Prerequisites

Navigation: Monitoring with EventSentry > Compliance Tracking > File Access Tracking >

Prerequisites

In order to use file access tracking, auditing needs to be configured on the files and/or folders you would to track with EventSentry. Additionally, object tracking needs to activated either through group policy or through the local security policy.

1. Enable Object Tracking

See Tracking Requirements for more information on how to enable the object tracking audit category. If object tracking is not enabled, then the necessary 560 or 4663 events will not be generated by the Operating System, even when auditing is enabled on a directory.

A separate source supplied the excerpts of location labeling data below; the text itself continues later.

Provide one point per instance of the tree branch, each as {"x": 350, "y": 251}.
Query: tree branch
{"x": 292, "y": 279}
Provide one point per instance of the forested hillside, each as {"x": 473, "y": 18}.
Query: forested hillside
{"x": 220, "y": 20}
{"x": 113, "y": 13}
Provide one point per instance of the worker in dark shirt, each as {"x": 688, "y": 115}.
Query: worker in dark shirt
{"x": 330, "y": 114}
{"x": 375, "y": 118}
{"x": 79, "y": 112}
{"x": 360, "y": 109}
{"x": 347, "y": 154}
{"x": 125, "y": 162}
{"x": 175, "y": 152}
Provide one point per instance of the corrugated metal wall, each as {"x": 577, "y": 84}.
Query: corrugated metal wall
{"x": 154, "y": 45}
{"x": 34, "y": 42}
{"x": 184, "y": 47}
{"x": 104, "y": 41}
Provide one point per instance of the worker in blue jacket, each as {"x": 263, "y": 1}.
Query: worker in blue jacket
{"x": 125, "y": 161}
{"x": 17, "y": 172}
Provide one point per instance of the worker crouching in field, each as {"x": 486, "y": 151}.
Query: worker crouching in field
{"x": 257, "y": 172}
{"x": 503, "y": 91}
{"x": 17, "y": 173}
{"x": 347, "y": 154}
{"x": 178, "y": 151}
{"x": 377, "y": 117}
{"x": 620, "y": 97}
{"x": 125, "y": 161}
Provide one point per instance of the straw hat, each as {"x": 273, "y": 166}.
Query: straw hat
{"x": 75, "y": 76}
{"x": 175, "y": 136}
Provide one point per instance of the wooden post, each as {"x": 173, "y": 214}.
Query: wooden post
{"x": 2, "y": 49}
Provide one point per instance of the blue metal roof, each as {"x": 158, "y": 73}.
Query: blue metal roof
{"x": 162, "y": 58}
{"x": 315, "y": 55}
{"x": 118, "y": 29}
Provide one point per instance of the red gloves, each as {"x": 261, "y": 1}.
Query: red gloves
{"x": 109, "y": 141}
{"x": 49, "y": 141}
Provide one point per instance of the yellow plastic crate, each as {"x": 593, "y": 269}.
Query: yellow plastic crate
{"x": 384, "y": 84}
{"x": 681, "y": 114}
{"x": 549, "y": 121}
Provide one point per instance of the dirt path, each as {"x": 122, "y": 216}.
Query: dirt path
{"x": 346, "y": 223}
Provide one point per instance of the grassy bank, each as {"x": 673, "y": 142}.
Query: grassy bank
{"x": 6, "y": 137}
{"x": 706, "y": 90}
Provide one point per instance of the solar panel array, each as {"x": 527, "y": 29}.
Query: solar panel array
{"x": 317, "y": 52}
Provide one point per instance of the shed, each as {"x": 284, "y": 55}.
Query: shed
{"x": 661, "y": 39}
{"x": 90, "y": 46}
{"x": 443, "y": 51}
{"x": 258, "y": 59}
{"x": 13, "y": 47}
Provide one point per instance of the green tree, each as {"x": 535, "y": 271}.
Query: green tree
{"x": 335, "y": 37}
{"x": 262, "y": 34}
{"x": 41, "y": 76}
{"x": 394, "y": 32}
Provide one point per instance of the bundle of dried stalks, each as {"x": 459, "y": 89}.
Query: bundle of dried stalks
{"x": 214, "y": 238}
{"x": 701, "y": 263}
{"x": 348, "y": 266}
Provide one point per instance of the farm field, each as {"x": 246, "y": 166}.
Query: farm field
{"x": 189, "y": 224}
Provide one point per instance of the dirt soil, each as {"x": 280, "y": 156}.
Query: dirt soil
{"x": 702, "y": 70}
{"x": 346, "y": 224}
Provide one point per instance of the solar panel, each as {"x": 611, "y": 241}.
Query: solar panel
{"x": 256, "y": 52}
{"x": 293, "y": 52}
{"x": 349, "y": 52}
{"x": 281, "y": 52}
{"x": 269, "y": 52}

2. Setup Auditing for a file and/or folder

Once object access tracking has been enabled, you will need to configure auditing on the directories you want to track with EventSentry. You configure auditing by accessing the folder properties in Windows explorer and accessing the advanced security properties as shown in the screenshots below:

clip0250

Viewing current file/folder permissions

clip0446

Enabling auditing for file changes and deletions

clip0447

List of auditing entries after EVERYONE was added

The detailed steps to enable auditing are as follows:

1.	Right-click the folder where you want to enable auditing, and select "Properties"

2.	Click the "Security" tab

3.	Select the "Advanced" button

4.	Select the "Auditing" tab

5.	Click "Edit"

6.	Click "Add"

7.	In the selection dialog, specify the user(s) and/or group(s) you would like to audit. To audit everybody, enter Everyone

8.	In the "Auditing Entry" dialog, specify the type of Access you want to audit, e.g. "Create files / write data"

9.	Click OK several times to confirm your selection

Auditing entries will be effective immediately.